Eileen has seen most of it; she’s been on the committee for 30 years. In fact, at least four other members have been around for at least that long, including co-chair Patrick J. Kelly (the green bike-riding guy in the first parade and St. Patrick in most of the parades since); Annamay Claffey, the parade’s mistress of ceremonies; Len Bafundo and Mark Wirt (both he and Len are parade coordinators, responsible for parade marshals); and Ann Marie Corrigan Rizzo (treasurer of the parade committee and assistant to the emcee).
Even though they’ve not been around for quite that long, everyone else on the parade committee is a long-timer. Dignitary chair Alice Seaberg has been on the committee for close to 28 years. (Alice’s husband Harry came on board recently.) Jim Harkin has been around for 20 years; Carol Duffy and Donna Kelly, for 10.
“Once you do it, you’re signed up for life,” say Eileen. “That’s the way it is for a lot of groups, but the Irish especially.”

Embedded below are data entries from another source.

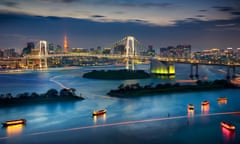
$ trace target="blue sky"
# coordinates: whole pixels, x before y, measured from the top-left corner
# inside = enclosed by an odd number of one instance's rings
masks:
[[[108,47],[133,35],[154,48],[240,47],[238,0],[1,0],[0,48],[40,39],[70,47]]]

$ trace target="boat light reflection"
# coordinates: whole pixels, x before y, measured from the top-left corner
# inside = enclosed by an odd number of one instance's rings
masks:
[[[221,127],[223,139],[226,143],[235,139],[235,131],[228,130],[225,127]]]
[[[210,105],[209,104],[201,106],[201,111],[202,111],[203,114],[208,114],[209,109],[210,109]]]
[[[102,114],[102,115],[98,115],[98,116],[93,116],[93,123],[97,124],[98,121],[103,121],[106,122],[107,119],[107,114]]]
[[[11,125],[6,127],[6,132],[9,137],[16,136],[22,133],[23,131],[23,124]]]

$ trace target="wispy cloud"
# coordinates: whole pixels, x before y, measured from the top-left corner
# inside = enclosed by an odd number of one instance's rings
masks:
[[[6,7],[17,7],[19,5],[19,3],[17,2],[7,2],[7,1],[2,1],[0,2],[0,5],[4,5]]]
[[[216,27],[232,27],[235,26],[235,23],[228,23],[228,24],[218,24]]]
[[[103,15],[92,15],[91,17],[92,18],[104,18],[105,16],[103,16]]]
[[[229,11],[233,11],[234,10],[233,7],[228,7],[228,6],[214,6],[212,8],[215,8],[218,11],[221,11],[221,12],[229,12]]]

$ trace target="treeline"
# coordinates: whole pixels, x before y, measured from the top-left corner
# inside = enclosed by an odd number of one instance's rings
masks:
[[[93,70],[83,74],[84,78],[106,79],[106,80],[125,80],[125,79],[144,79],[150,75],[143,70]]]
[[[19,93],[13,96],[11,93],[0,94],[0,106],[18,105],[18,104],[35,104],[45,102],[83,100],[82,96],[76,95],[76,89],[49,89],[46,93]]]
[[[153,95],[161,93],[175,93],[175,92],[193,92],[193,91],[207,91],[215,89],[238,88],[227,80],[201,81],[198,80],[196,84],[180,85],[179,83],[153,83],[141,86],[136,84],[121,84],[118,89],[110,90],[107,94],[116,97],[132,97],[142,95]]]

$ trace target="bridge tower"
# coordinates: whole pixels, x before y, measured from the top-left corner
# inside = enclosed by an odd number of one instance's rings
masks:
[[[129,69],[129,65],[131,66],[131,70],[134,70],[134,56],[136,56],[135,49],[135,38],[133,36],[125,37],[125,57],[126,57],[126,69]]]
[[[133,36],[127,36],[126,37],[126,45],[125,45],[125,50],[126,50],[126,57],[132,57],[135,56],[135,47],[134,47],[134,40],[135,38]]]
[[[40,40],[39,41],[39,68],[47,68],[47,56],[48,50],[47,50],[47,41]]]
[[[64,53],[68,53],[68,41],[67,41],[66,35],[64,36],[63,48],[64,48]]]

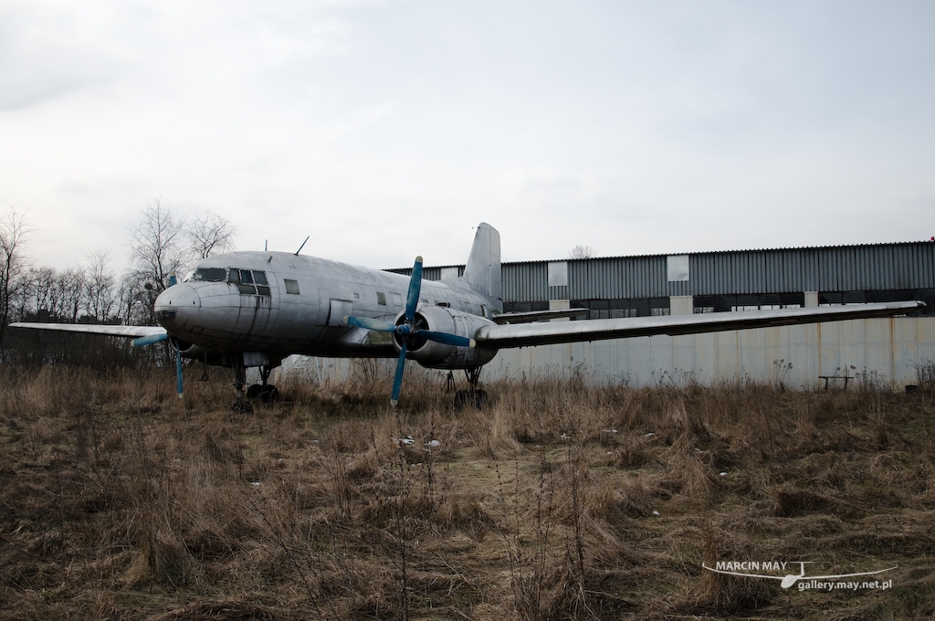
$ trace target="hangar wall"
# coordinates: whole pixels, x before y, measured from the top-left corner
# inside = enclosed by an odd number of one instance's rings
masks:
[[[280,373],[314,383],[352,376],[348,359],[290,356]],[[391,374],[386,360],[381,372]],[[482,383],[499,379],[569,378],[633,387],[783,383],[793,390],[824,386],[823,375],[901,389],[916,383],[916,368],[935,365],[935,317],[858,319],[808,325],[732,330],[679,337],[640,337],[503,350],[484,367]],[[416,364],[407,368],[419,369]],[[429,376],[446,371],[426,369]],[[463,373],[455,371],[463,383]],[[834,380],[832,386],[842,386]],[[853,385],[853,384],[852,384]]]
[[[425,267],[424,278],[463,269]],[[935,240],[504,263],[502,272],[505,311],[570,307],[588,309],[587,319],[907,299],[928,306],[912,317],[504,350],[482,381],[580,373],[633,386],[753,381],[809,389],[824,385],[821,376],[847,374],[897,388],[915,383],[918,365],[935,364]],[[351,365],[312,368],[337,379]]]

The parade actually had got its start on the sands of Rehoboth, she says. “It was in the summer of ‘75,” she says. “There were four guys from Wilmington (Pat Kelly among them) who got together on the beach at Rehoboth every summer. One day, one of them asked, hey, why don’t we do something for St. Patrick’s Day? And one of them said, hey, let’s have a parade. So they went in to the city to apply for a permit. They learned that they needed an organization to get a permit, so the Irish Culture Club was born in March of ‘76.”
The weather in March is unpredictable. Last year, for example, it was unseasonably warm. Virtually no one who lives in the Delaware Valley will forget the weekend of March 12-13, 1993. That was the weekend of the so-called “storm of the century.”
“It was a doozy,” recalls Eileen. “Earlier in the week, the forecast was predicting snow. So we had a meeting on the Wednesday before the parade, and we decided to cancel. I was in charge of calling the radio stations.”
And a good thing they decided not to march. “It ended up we had two feet of snow,” Eileen says.
For at least one member of the committee, though, this will be the 32st parade. Neither rain nor snow nor gloom of night could keep Patrick J. Kelly from his appointed rounds.
Or, put another way, as Eileen Sweeney explains: “Patrick Kelly is nuts.” Snow or not, Kelly decided to go downtown to 9th and King with his brother Joe in his van. “Patrick was in full St. Patrick regalia,” says Eileen. “He marched from 9th Street up to 11th and King. Our courthouse is right there. A Channel 6 reporter saw him coming down and she ran out and interviewed him.”
That wasn’t enough for Patrick, Eileen recalls. “He told the reporter, ‘If you wait another 10 minutes, there’s gonna be a leprechaun coming down the street.’ With that, Pat ran back to the van, changed into a leprechaun costume, then marched down.”
Other members were impressed—and a little put out. They told Kelly that they would have joined him, nuts or not, if they’d known. “We told him, ‘Pat, we will never forgive you.’ So Patrick has made our parade continuously.”
So if you ever wonder what kind of people would stick with something like a St. Patrick’s Day parade for three decades … well, now you know.
The parade kicks off at noon on Saturday, March 17. The parade starts at Fourth and King Streets, and continues on King to St. Patrick’s Church at 15th Street. An ecumenical service for world peace will follow at St. Patrick’s Church.